Brief Title: Study of Tivantinib (ARQ 197) Plus Cetuximab in EGFR Inhibitor-Resistant MET High Subjects

Official Title: A Single-Arm Phase II Study of Tivantinib (ARQ 197) Plus Cetuximab in EGFR Inhibitor-Resistant MET High Subjects With Locally Advanced or Metastatic Colorectal Cancer With Wild-Type KRAS

Study ID: NCT01892527

Conditions

Colorectal Cancer Metastatic

C-met Overexpression

Interventions

Tivantinib (ARQ197)

Study Description

Brief Summary: This is a single-arm, Simon 2-stage, phase 2 clinical study conducted in subjects with advanced or metastatic colorectal cancer who have previously received ≥ 1 prior line of systemic therapies and are resistant to EGFR inhibitor (cetuximab or panitumumab). This trial will be conducted to determine objective response rate (ORR), progression-free survival (PFS) and overall-survival (OS) of cetuximab plus tivantinib in patients with wild-type KRAS CRC that is resistant to anti-EGFR antibody treatment (cetuximab or panitumumab) and shows overexpression of cMET.
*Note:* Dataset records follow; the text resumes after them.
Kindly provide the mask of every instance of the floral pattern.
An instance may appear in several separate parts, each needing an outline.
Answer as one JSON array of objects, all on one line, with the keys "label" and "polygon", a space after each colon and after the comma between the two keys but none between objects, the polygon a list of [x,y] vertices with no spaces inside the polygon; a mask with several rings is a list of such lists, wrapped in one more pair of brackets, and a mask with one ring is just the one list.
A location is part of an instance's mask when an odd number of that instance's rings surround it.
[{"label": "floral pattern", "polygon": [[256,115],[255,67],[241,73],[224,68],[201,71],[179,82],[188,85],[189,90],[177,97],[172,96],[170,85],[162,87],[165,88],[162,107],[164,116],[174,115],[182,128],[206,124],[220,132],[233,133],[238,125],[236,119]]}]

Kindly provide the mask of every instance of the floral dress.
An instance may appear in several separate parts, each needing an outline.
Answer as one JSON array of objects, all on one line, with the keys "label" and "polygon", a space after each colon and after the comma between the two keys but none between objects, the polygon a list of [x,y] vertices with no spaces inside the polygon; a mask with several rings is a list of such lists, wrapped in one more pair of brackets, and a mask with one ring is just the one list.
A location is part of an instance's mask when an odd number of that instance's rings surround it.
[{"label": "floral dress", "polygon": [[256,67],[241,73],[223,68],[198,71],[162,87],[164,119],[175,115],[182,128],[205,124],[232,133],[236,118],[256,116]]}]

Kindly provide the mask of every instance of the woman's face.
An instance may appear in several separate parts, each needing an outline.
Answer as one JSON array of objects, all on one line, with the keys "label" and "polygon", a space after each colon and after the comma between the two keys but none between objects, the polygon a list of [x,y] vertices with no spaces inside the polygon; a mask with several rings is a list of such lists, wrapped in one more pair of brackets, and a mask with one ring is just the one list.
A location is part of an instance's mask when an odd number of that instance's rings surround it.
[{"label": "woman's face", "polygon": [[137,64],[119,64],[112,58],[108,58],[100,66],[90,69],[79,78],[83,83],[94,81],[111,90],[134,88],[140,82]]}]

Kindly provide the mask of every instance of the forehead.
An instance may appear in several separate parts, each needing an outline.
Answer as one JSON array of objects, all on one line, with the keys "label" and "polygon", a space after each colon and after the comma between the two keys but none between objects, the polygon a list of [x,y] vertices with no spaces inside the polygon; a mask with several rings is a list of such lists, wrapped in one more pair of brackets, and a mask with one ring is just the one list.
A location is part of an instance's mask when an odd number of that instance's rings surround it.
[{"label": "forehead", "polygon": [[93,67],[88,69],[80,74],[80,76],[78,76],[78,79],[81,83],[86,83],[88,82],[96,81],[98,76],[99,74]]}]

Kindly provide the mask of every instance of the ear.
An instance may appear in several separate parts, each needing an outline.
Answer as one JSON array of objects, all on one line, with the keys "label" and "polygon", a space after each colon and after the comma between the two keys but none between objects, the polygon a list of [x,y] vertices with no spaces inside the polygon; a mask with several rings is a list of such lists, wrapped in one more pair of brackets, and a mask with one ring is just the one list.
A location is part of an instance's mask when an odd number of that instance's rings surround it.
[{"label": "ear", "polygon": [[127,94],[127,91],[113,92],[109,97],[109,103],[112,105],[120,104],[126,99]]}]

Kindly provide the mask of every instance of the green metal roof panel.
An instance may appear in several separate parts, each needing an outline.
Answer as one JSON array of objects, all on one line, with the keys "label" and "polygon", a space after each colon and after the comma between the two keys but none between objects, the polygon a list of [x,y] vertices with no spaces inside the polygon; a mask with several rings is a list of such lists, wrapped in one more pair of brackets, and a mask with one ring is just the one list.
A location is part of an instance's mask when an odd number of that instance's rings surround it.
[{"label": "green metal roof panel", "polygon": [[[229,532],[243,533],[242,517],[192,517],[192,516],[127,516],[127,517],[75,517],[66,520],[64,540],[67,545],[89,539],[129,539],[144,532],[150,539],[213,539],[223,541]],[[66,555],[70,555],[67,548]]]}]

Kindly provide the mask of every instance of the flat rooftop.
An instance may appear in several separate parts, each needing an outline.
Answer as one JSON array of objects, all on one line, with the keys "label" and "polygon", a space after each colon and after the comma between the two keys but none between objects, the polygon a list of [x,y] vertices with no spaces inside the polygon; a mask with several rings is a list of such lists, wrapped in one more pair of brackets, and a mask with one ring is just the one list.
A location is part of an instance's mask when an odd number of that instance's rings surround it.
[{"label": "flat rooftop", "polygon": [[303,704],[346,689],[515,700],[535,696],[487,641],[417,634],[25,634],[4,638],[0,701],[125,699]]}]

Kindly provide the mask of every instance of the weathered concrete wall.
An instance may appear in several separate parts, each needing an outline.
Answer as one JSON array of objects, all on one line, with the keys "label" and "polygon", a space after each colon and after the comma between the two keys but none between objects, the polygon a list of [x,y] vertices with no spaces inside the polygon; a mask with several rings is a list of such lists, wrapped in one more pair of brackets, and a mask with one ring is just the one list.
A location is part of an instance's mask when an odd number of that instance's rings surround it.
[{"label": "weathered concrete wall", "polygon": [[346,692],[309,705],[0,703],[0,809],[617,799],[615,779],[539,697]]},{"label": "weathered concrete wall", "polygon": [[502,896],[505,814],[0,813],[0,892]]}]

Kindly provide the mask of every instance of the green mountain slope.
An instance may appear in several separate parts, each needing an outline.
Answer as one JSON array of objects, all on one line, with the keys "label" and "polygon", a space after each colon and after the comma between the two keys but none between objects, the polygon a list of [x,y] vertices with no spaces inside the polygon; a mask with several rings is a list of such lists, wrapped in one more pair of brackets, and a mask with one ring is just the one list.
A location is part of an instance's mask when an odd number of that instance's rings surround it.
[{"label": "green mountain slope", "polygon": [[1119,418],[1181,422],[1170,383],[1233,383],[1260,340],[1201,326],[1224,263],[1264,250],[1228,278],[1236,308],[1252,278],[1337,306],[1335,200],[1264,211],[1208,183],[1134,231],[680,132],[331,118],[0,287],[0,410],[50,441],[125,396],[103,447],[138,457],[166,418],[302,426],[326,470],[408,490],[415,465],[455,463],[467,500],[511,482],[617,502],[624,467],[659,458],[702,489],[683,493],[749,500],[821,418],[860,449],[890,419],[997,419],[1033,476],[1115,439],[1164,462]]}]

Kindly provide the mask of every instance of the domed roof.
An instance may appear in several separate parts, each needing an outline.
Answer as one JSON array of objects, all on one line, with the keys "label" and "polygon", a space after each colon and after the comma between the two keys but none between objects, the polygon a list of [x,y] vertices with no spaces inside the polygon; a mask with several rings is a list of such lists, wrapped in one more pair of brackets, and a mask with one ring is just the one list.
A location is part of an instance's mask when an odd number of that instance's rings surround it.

Detailed Description: This is a single-arm, Simon 2-stage, phase 2 clinical study conducted in subjects with advanced or metastatic colorectal cancer who have received ≥1 prior line of systemic therapies and are resistant to EGFR inhibitor (cetuximab or panitumumab). Fresh tumor tissue is needed for the MET testing, thus a biopsy will be required to participate in this trial. In a minor percentage of subjects archival tumor tissue could be acceptable for this analysis.Eligible subjects will be treated with tivantinib (ARQ 197) at a dose of 360 mg twice daily (a total daily dose of 720 mg) orally in a continuous manner and cetuximab (Erbitux) at a dose of 500 mg/mq i.v. every 2 weeks. The overall treatment period will be divided into continuous 28 days cycles without treatment interruption. Disease status and tumor response will be assessed per modified Response Evaluation Criteria In Solid Tumors (RECIST) criteria version 1.1 at screening (within 4 weeks before the first scheduled dose of study drug), in 8 weeks intervals while the subjects are on treatment or as clinically indicated until progression of disease, withdrawal of consent, death, or lost to follow-up. Tumor measurement will also be performed during the end of treatment visit if not done within the previous 8 weeks. Subjects with progressive disease at any time during the treatment period will discontinue study treatment. Subjects with stable disease (SD), complete response (CR) and partial response (PR) will stay on treatment until disease progression and/or unacceptable toxicity and/or withdrawal of consent is documented. CR and PR must be confirmed no sooner than 4 weeks after the initial observation. After discontinuation from study treatment during the follow-up period, survival status will be obtained by phone every 3 months until the subject dies, withdraws consent from study, or is lost to follow-up, for a maximum of 12 months.